Mais qu’il est con ce pape !!

Et je me demande pourquoi je m’énerve alors qu’il fait si beau dehors…
Peut-être le souvenir de tous les bûchers et de toutes les victimes des religions et des guerres, génocides, et massacres qu’elles ont engendrés… et la peur que ce monde ne revienne pour mes enfants.

À table !
Asperges, Steak, Poivrons, Fraises. Et il reste du Haut-Médoc !!

Quarante et plus

2009/03/22

Espiguette

Plus de 40 ans entre les 2 photos… Où est passé l’enfant ?

Grenoble

Envolé ! Comme mes cheveux… Comme le sable…

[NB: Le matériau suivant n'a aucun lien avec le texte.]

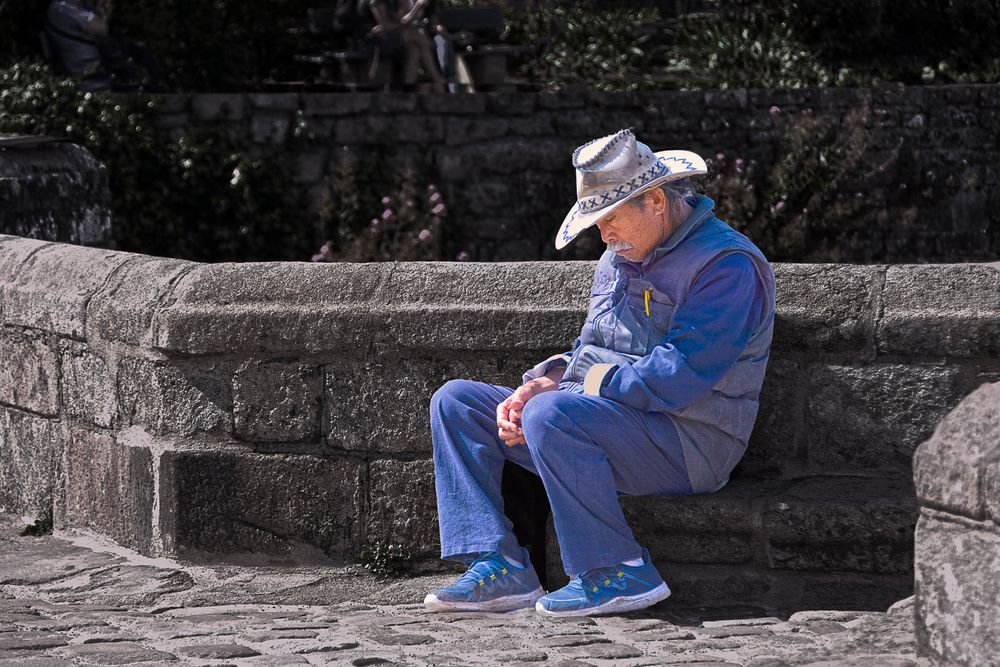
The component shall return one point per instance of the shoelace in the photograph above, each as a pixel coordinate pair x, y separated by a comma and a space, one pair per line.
482, 568
598, 578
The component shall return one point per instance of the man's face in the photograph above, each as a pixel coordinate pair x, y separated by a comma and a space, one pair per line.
632, 230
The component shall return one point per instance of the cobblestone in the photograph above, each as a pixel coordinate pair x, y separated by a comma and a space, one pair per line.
186, 613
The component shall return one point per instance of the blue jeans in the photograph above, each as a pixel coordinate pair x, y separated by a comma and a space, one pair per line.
587, 450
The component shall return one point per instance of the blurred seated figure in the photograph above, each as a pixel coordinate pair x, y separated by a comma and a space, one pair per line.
78, 33
398, 28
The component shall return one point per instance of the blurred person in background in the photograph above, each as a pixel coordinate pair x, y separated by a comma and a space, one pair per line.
79, 34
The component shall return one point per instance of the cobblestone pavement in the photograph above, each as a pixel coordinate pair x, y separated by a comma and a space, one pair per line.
73, 599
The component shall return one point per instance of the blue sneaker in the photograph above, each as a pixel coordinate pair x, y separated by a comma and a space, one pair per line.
490, 584
607, 590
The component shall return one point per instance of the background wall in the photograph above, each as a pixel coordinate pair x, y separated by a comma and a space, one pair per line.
912, 167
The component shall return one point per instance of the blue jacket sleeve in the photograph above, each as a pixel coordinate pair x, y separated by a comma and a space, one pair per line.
710, 330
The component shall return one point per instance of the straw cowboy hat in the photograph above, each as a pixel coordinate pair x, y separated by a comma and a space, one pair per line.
613, 169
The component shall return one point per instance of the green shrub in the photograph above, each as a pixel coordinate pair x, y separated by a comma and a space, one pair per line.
742, 46
606, 50
204, 196
796, 209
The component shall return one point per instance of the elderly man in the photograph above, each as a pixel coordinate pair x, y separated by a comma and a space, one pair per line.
657, 397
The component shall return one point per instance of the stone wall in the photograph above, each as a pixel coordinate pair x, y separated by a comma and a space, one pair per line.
281, 408
54, 191
957, 474
503, 160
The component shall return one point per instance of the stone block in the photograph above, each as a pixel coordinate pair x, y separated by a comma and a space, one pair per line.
474, 103
29, 374
110, 488
396, 102
957, 576
270, 127
774, 446
335, 104
843, 525
124, 309
249, 307
413, 523
864, 418
275, 101
949, 467
512, 104
52, 287
941, 310
290, 506
382, 404
30, 451
459, 130
218, 106
87, 388
166, 398
823, 307
277, 402
568, 98
419, 129
14, 251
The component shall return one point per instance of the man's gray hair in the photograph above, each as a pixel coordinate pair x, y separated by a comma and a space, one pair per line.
675, 191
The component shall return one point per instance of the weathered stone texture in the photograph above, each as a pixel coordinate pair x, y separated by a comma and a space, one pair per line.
54, 191
87, 388
231, 501
277, 402
109, 488
52, 287
872, 417
949, 310
949, 467
124, 308
382, 404
166, 399
957, 578
404, 506
29, 374
30, 451
823, 307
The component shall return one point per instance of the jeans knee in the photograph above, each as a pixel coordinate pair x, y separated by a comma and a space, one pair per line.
541, 409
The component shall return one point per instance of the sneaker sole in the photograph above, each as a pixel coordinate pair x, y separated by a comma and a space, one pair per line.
508, 603
615, 605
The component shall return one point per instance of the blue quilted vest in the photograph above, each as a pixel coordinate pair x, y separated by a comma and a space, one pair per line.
715, 428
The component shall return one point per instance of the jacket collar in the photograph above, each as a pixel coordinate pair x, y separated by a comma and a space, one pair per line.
702, 211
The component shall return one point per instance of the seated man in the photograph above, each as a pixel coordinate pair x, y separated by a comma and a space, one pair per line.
657, 397
78, 31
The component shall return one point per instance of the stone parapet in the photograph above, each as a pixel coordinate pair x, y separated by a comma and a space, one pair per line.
502, 160
957, 577
190, 409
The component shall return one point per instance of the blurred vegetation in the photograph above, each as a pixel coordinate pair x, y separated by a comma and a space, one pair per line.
205, 195
607, 45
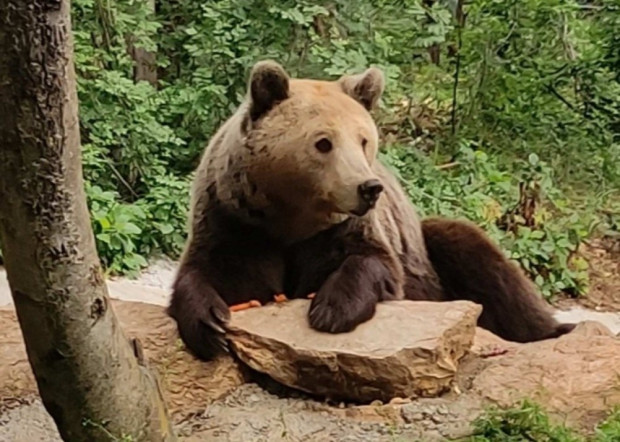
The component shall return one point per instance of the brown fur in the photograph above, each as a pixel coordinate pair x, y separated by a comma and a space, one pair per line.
272, 214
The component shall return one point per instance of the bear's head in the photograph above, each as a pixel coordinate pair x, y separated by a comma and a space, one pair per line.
313, 143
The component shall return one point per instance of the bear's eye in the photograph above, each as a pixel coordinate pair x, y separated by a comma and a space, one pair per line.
364, 143
323, 145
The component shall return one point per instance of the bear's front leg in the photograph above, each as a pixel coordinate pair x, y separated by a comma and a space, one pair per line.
350, 294
200, 313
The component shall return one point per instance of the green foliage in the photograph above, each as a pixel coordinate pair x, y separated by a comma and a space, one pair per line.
479, 190
535, 110
528, 422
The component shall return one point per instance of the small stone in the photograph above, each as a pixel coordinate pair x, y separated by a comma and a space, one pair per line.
400, 401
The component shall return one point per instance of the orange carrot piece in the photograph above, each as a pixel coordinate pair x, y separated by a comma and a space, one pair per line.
244, 306
280, 298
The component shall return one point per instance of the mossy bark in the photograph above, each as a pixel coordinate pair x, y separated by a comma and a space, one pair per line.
87, 373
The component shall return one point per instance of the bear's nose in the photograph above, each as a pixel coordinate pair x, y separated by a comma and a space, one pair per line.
370, 190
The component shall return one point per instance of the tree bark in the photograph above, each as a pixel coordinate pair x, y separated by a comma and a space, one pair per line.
89, 379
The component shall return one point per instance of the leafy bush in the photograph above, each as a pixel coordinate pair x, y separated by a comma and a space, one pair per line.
535, 230
522, 96
529, 422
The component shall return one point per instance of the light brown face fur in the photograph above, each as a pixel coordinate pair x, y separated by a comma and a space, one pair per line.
312, 143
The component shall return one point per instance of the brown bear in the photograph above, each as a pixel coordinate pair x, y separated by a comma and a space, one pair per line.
290, 198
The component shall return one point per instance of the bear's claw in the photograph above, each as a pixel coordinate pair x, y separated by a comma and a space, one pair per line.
245, 306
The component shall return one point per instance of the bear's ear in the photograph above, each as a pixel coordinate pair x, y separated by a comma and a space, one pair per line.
268, 85
366, 87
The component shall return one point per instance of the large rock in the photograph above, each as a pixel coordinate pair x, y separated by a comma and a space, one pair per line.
408, 349
575, 376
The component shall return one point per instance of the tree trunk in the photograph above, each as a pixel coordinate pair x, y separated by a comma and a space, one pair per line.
89, 379
145, 62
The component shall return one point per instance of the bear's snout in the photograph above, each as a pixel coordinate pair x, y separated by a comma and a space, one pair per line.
370, 190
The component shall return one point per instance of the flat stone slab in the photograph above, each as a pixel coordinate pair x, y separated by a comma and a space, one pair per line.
408, 349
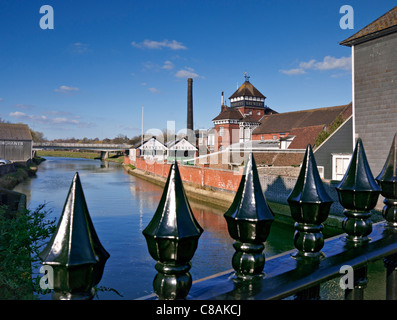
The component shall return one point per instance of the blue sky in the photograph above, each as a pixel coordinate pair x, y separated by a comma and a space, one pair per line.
104, 60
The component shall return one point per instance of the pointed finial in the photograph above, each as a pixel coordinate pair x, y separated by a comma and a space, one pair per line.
249, 219
74, 251
358, 193
309, 205
172, 238
387, 179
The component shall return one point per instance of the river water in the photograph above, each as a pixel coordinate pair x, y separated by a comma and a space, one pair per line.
121, 206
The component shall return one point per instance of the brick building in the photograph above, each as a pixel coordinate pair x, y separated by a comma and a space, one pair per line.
235, 123
374, 55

Combien des atomes qui aujourd’hui composent mon corps étaient déjà là quand cette photo a été prise à l’Espiguette ?
Ou, autrement dit, quel lien entre cet enfant et moi-même ?
Tant de temps a déjà coulé…

Au-dessus de Grenoble

2009/03/21

Au-dessus de Grenoble
Au sommet du Moucherotte (1901 m, TRÈS facile) dans le Vercors. À gauche (Nord) : la Chartreuse. Au fond (Est) le massif de Belledone et, au fond à gauche : le Mont-Blanc. Et, dessous, en bas, à 232m seulement d’altitude : Grenoble, la ville la plus plate de France !

Paysage magique

2009/03/21

Retour de Grignan
Il y a parfois des moments magiques, où la lumière est -à nos yeux d’humains- extraordinaire.
Alors, nos petits appareils (numériques…) ont parfois du mal à saisir tout ce que notre regard embrasse. Cette photo ne rend pas toute la beauté de cet instant fugace. Ce jour-là, de retour du midi, sur une petite route, une trouée dans les nuages éclairait uniquement le champ de blé moissonné en face de moi, laissant tout le reste dans l’ombre, avec en plus la masse de calcaire de la montagne en face qui restait dans l’ombre et dans les nuages. Le blé coupé était d’une couleur orangée, régal de mes yeux. Et puis, ce petit bout de champ cultivé devant la forêt de chênes et la montagne : la présence réduite de l’homme dans la Nature !
Il y a des moments magiques…

Coïncidences…

2009/03/21

Ce matin, en attendant à la caisse à Carrouf, je feuilletais, comme souvent dans ces cas-là, le Dauphiné Libéré (le Daubé, comme on dit ici, sous-entendu que c’est de la daube… ce qui est parfaitement vrai !). Pour remplir le vide de ce journal (presque) inutile, ils ont mis les photos de 12 mères et de leur enfant nouveau-né : sympa (et un peu « beauf »). Sur les 12 enfants, il y avait, dans l’ordre : Ben, Camille, Paul, et Anaïs (les personnes concernées se reconnaitront…). Un tiers des nouveaux-nés portaient donc le prénom de personnes qui me sont chères ou proches. Coïncidence ? Ou fatalité des probabilités ? Du genre : combien faut-il rassembler de personnes pour qu’il y ait plus d’une chance sur deux que deux d’entre elles soient nées le même jour ? Réponse : un match de foot : 22. Pas tant que ça, finalement…
Bon, j’en profite pour dire bonjour à Ben, Camille et Anaïs. Quant à Paul, il ne lit pas encore mes fariboles ; mais je pense à lui.

Emilíana Torrini

2009/03/20

Emiliana Torrini

En suivant, au hasard, des liens sur FaceBook puis sur MySpace, je suis tombé sur Emilíana Torrini, une belle petite voix particulière, le mariage improbable de l’Italie et de l’Islande. Doux, agréable, mais pas sucré. Une belle voix. À suivre.
« Birds » – « Me And Armini » – « Heard It All Before » – « Jungle Drum » – and more… !
Bon, le tout début de « Jungle Drum » me rappelle un vieux morceau des Pink Floyd… Mais je mélange peut-être…

Emiliana Torrini

En fait, 10 mois après ma découverte d’elle, je suis complètement accro… C’est un super CD !!!!!!!!

Et je me souviens comment je suis arrivé jusqu’à elle : elle chante « Gollum’s Song » dans le film « The Lord Of The Rings » (Le Seigneur des Anneaux).